A combination of Liberal and NDP votes in the past election would have delivered 186 seats to the merged parties, an easy majority. But it is extremely unlikely that the new party could retain every single NDP and Liberal voter.
You can read the rest of the article on The Huffington Post Canada website here.
The UBC forecaster for 2015 is already up and running, and is a very useful tool for running these kinds of scenarios. It's a little more difficult to use for seat projections based on polls, but if you want to see what would happen if 50% of Liberal voters went to the Tories and 50% went to the NDP, this is the tool to use (the answer: 190 seats for the Conservatives, 116 for the NDP).
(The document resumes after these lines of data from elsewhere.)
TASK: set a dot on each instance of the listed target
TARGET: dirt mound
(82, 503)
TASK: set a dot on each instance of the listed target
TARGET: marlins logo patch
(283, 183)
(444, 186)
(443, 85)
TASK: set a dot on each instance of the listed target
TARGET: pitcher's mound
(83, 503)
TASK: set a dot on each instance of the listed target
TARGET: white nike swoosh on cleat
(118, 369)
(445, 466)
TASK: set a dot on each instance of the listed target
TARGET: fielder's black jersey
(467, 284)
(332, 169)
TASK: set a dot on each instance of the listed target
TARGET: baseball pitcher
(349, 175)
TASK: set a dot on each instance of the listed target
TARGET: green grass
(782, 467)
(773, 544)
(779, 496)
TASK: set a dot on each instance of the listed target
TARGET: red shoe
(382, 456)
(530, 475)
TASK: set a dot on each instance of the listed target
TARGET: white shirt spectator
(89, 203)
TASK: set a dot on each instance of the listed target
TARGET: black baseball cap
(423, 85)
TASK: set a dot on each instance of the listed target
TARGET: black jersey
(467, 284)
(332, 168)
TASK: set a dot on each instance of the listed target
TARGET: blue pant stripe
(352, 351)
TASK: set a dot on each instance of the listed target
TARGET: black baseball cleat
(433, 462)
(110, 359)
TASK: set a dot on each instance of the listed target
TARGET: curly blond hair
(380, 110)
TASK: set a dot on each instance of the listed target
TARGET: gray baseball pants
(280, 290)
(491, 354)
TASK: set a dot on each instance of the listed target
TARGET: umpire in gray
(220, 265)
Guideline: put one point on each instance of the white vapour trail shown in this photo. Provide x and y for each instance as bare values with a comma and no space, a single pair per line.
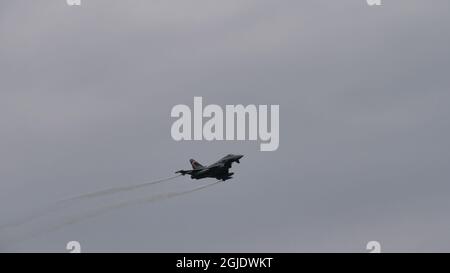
107,209
132,202
117,189
65,202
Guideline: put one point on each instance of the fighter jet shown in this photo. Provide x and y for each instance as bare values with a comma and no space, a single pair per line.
218,170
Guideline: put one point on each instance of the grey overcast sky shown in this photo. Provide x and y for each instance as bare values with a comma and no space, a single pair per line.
364,94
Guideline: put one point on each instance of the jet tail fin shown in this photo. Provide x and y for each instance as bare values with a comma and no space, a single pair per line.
195,165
Speaking of mergers, I think it is interesting to look at how the combined vote share of the Canadian Alliance and Progressive Conservatives in 2000 compares to the vote share of the Conservatives in 2011. Have all of those voters come back to the fold after more than ten years?
In some cases they have, and in other cases they haven't.
Out West, the current iteration of the Conservative Party has out-performed its successors in Saskatchewan and Manitoba. In Saskatchewan, the PC/CA combined for 53% of the vote in 2000, and 45% in Manitoba. In the 2011 election, the Conservatives took 56% in Saskatchewan and 54% in Manitoba.
But in British Columbia and Alberta, the Tories still have some way to go. In 2000, the two right-of-centre parties took 57% of the vote in British Columbia and 72% in Alberta. In 2011, the one right-of-centre party took 46% of the vote in British Columbia and 67% of the vote in Alberta.
In Ontario and Quebec the Conservatives have improved, with 44% and 17% respectively, against 38% and 12% in the two provinces in 2000.
But in Atlantic Canada, the Conservatives are still hitting below their weight. In 2000, the Canadian Alliance and Progressive Conservatives took 46% of the vote in New Brunswick, 39% in Nova Scotia, 43% in Prince Edward Island, and 38% in Newfoundland and Labrador. In 2011, the Conservatives took 44% of the vote in New Brunswick, 37% in Nova Scotia, 41% in Prince Edward Island, and 28% in Newfoundland and Labrador.
It seems that, based on these numbers, the Conservatives will be looking to make gains in British Columbia and Atlantic Canada in 2015. Of course, they can also sit on the seats they already have and win another majority as well.